As a BJC Investigator, a major focus of the lab’s research will be on shedding light into a fundamental mystery in the field of neuroscience: how memory is stored over decades despite the rapid turnover of proteins and other key molecules in the brain. Her lab will explore how chromatin’s structure-function relationship influences RNA molecules contributing to changes in synapses — the junctions between neurons — in memory disorders. Such investigations could shed light on high-impact areas of brain research, including the encoding, consolidation and recall of memory in healthy brains, the forgetting of memory in diseases like Alzheimer’s, and the resilience of fear memories in post-traumatic stress disorder.
“We are happy to welcome Dr. Phillips-Cremins to our department and look forward to working with her to build on the exciting research that WashU Medicine is cultivating at the intersection of genetics and neuroscience,” said Ting Wang, PhD, the Sanford C. and Karen P. Loewentheil Distinguished Professor of Medicine and head of the Department of Genetics. “In addition to her extraordinary research accomplishments, Dr. Phillips-Cremins is a dedicated mentor with a long history of providing guidance to the many outstanding investigators who have trained in her lab, nearly all of whom are now embarking on independent careers in science and medicine.”
Phillips-Cremins earned her bachelor’s degree in chemical engineering and mathematics at Clarkson University and her doctorate in biomedical engineering at Georgia Institute of Technology. She continued her training by leading a unique pan-institutional interdisciplinary postdoc simultaneously in the labs of Job Dekker, PhD, of the University of Massachusetts, and Victor Corces, PhD, of Emory University, before joining the faculty of the University of Pennsylvania in 2014.
Phillips-Cremins has received many honors and awards, including the National Institutes of Health (NIH) Director’s New Innovator Award, an Alfred P. Sloan Foundation Fellowship, two Kavli Frontiers of Science Fellowships, the International Society for Stem Cell Research Dr.
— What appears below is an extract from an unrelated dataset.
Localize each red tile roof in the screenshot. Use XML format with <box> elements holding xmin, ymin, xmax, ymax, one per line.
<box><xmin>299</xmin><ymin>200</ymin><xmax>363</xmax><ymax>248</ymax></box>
Susan Lim Award for Outstanding Young Investigator, the National Science Foundation CAREER award, a New York Stem Cell Foundation Robertson Investigator Award, and the NIH Director’s Pioneer Award.
About Washington University School of Medicine
WashU Medicine is a global leader in academic medicine, including biomedical research, patient care and educational programs with 2,900 faculty. Its National Institutes of Health (NIH) research funding portfolio is the second largest among U.S. medical schools and has grown 83% since 2016. Together with institutional investment, WashU Medicine commits well over $1 billion annually to basic and clinical research innovation and training. Its faculty practice is consistently within the top five in the country, with more than 1,900 faculty physicians practicing at 130 locations and who are also the medical staffs of Barnes-Jewish and St. Louis Children’s hospitals of BJC HealthCare. WashU Medicine has a storied history in MD/PhD training, recently dedicated $100 million to scholarships and curriculum renewal for its medical students, and is home to top-notch training programs in every medical subspecialty as well as physical therapy, occupational therapy, and audiology and communications sciences.